A 100 μF capacitor in series with a 40 Ω resistance is connected to a 110 V, 60 Hz supply. (a) What is the maximum current in the circuit? (b) What is the time lag between the current maximum and the voltage maximum?

Capacitance of the capacitor, C = 100 μF = 100 x 10^-6 F = 10⁻⁴ F

Resistance of the resistor, R = 40 Ω

Supply voltage, V = 110 V

Ans (a).

Frequency of oscillations, ν= 60 Hz

Angular frequency, ω = 2π ν = 2π x 60 rad/s =120π rad/s

For a RC circuit, we have the relation for impedance as: Z = √(R² +1/ω²c²)
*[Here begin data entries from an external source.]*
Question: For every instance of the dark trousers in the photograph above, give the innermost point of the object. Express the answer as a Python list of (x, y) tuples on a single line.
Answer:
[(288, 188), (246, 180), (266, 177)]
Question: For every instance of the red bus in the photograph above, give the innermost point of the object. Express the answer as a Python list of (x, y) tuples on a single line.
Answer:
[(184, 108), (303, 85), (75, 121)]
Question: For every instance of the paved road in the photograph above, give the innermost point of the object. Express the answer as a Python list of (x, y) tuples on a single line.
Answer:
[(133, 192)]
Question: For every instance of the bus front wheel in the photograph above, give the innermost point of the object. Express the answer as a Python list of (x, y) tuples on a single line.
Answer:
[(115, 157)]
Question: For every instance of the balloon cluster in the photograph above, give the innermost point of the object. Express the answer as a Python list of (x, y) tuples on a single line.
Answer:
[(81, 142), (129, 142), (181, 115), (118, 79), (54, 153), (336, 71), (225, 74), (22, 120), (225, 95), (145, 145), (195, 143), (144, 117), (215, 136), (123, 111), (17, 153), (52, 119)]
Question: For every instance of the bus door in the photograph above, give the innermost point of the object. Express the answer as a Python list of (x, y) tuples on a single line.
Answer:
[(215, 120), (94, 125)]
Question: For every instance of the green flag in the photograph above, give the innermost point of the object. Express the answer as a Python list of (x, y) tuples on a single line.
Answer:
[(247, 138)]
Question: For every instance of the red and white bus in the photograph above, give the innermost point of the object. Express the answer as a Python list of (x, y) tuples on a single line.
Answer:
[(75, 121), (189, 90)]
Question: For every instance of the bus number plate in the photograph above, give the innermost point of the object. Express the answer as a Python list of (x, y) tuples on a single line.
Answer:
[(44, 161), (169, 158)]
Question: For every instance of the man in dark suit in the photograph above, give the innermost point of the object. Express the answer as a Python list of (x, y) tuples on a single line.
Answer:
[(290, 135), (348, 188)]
Peak voltage, V₀ = V√2 = 110√2. Maximum current is given as:

I₀= V₀ /Z  =  V₀/√(R² +1/ω²c²)

=110 √2 / √(R² +1/ω²c²)

=110 √2 / √(40² +1/(120π)²(10⁻⁴)²)

=3.24A

Ans (b).

In a capacitor circuit, the voltage lags behind the current by a phase angle of φ. This angle is given by the relation:

tan φ =(1/ωC)/R = 1/ωCR

=1/(120 π10⁻⁴x 40)

= 0.6635

Therefore, φ =tan⁻¹ (0.6635) = 33.56º

= 33.56π/180 rad

Therefore ,Time lag = φ/ω = 33.56 π/(180 x 120 π) = 1.55 x 10⁻³ s

=1.55 ms

Hence, the time lag between maximum current and maximum voltage is 1.55 ms.